The goal in MICO is to build on the work being done within W3C Media Annotations Ontology to develop a standard annotations model for multimedia content to enable the effective querying of text, video and audio content on any subject.

logo

You can read about our early work in the previous blog “Make Sense of Media Fragment URIs

Alfresco Dynamic Semantic Digital Asset Management

At Zaizi, we deploy Alfresco Enterprise Content Management system for global organisations with large volumes of content including publishing companies. Alfresco is the leading open source enterprise document and records management platform. Alfresco is being used by BBC and Press Association to create, manage and publish their multimedia content.

With our ContentLinks add-on for Alfresco we already provide a semantic text enrichment tool. However, it is important for us to provide a semantic media analysis platform, that is able to not only annotate text but all multimedia content. This will enable our customers to access all their multimedia content in a standard way, and also make it available to their own customers and partners. Once, all the multimedia content is accessible via a standard model, we can provide cross media recommendations for content within their Alfresco repository.

With MICO we will be able to provide our clients with a semantic media analysis platform with capabilities to analyse “media in context” by selecting suitable analysis components that can work in sequence within a pipeline on the content, with each adding their bit of enrichment information to the final result.

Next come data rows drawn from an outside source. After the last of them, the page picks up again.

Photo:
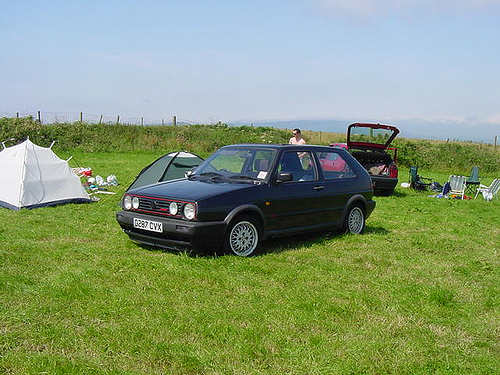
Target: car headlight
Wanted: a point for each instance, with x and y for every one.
(127, 202)
(135, 203)
(189, 211)
(173, 208)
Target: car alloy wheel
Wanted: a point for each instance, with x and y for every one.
(355, 220)
(243, 237)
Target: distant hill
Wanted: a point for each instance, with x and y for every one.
(410, 128)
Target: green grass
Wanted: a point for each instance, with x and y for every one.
(418, 293)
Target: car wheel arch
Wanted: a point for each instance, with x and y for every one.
(247, 209)
(355, 199)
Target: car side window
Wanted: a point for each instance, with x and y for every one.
(299, 164)
(334, 166)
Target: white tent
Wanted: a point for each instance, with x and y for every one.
(32, 176)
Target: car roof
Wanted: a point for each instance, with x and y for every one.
(284, 146)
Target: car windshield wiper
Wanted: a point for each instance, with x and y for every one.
(212, 176)
(244, 178)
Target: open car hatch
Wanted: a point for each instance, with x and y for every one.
(370, 136)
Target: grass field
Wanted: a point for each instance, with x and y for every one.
(418, 293)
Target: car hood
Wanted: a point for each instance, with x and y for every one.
(370, 136)
(188, 190)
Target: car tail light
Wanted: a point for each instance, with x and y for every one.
(393, 171)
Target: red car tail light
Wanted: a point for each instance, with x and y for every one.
(393, 171)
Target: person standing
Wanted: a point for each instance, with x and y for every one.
(297, 138)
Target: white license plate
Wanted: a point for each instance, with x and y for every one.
(152, 226)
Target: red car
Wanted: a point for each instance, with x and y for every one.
(369, 144)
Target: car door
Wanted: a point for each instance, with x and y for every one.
(295, 203)
(339, 183)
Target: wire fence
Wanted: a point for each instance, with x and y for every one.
(69, 117)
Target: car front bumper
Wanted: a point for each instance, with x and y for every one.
(176, 234)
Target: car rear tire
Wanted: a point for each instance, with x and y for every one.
(243, 236)
(354, 221)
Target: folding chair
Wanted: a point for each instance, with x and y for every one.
(416, 181)
(457, 185)
(473, 181)
(489, 191)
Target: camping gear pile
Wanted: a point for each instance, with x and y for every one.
(456, 186)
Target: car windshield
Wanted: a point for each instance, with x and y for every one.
(237, 165)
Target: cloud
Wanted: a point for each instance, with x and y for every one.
(493, 119)
(374, 8)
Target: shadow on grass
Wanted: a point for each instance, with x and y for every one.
(275, 245)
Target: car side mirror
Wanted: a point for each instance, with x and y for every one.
(284, 177)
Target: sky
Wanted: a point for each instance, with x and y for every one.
(431, 66)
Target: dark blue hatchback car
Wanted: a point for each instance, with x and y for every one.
(244, 194)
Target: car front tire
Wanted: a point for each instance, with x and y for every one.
(354, 220)
(243, 237)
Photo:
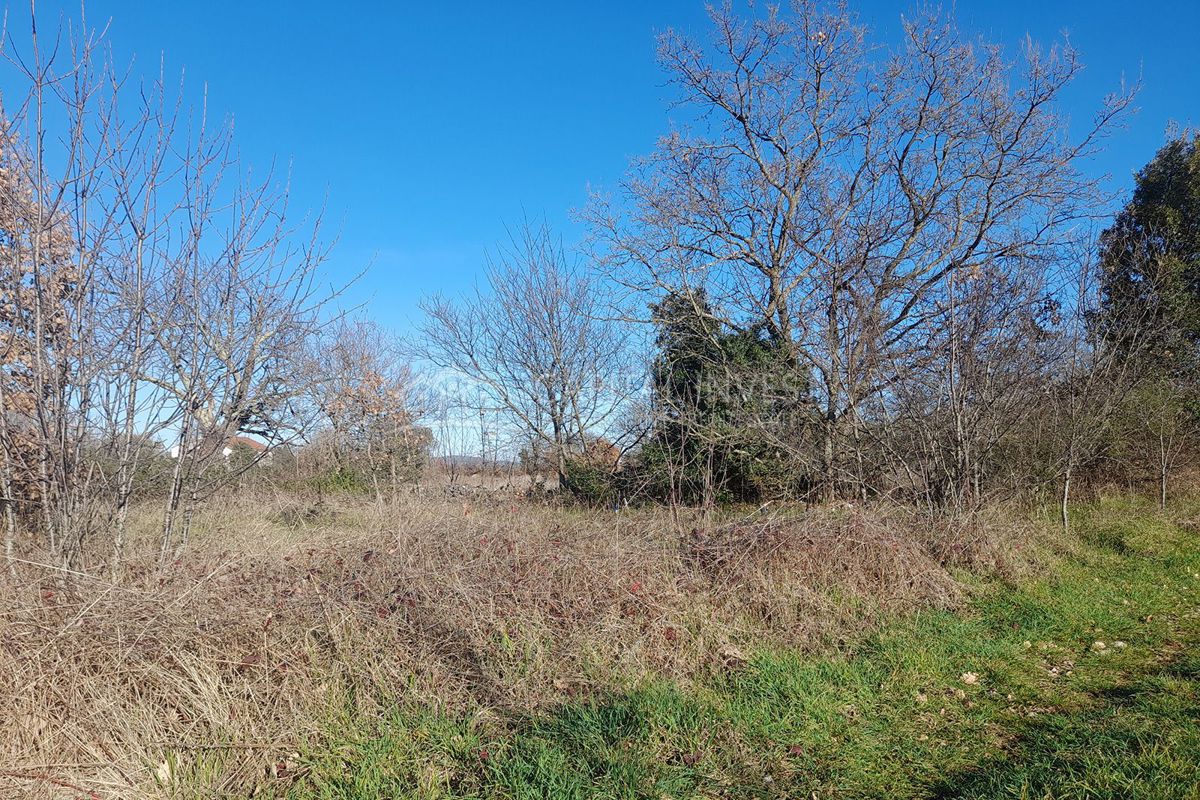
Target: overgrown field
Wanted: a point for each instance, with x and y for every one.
(475, 651)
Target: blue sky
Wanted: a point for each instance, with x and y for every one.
(430, 126)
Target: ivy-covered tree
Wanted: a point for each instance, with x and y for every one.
(1150, 260)
(727, 402)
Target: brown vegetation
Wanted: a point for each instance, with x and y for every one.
(282, 613)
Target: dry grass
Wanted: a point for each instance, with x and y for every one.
(199, 680)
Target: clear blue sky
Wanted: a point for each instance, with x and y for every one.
(430, 125)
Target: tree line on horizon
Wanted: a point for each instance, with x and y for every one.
(863, 271)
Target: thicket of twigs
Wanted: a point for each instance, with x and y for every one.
(285, 613)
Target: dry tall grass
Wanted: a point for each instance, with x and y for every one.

Analysis components can be a “language detector” (identifying the language of text or an audio track), a “keyframe extractor” (identifying relevant images from a video), a “face detector” (identifying objects that could be faces), a “face recogniser” (assigning faces to a known person), an “entity linker” (assigning objects to concrete entities) or a “disambiguation component” (resolving possible alternatives be choosing the more likely given the context).

Alfresco Semantic Search

Content once, semantically enriched and mapped to linked data enables knowledge graph based search. The demo below showcases the Semantic Text search. With MICO, we will be able to include both audio or video content as well.

[vimeo 96101873 w=600 h=375]

It also enables multi-lingual search.

Alfresco Semantic Editorial Workflow

Alfresco, extendable platform makes the perfect enterprise digital platform for content publishers. Once, the multimedia content is semantically enriched users will be able to query the repository for all content on a topic or subject and not only find the best video or audio content, but will be shown the correct snippet within the video and audio content.

Alfresco’s content transformation services, will then be able to render this snippet as a stand alone clip for the author to select and embed. It will also be able to recommend other media content based on the topic or subject.

Zaizi are thrilled to be part of the MICO project and the possibilities it provides us in building intelligent content applications by integrating Alfresco and Drupal with a Semantic Media Analysis Platform.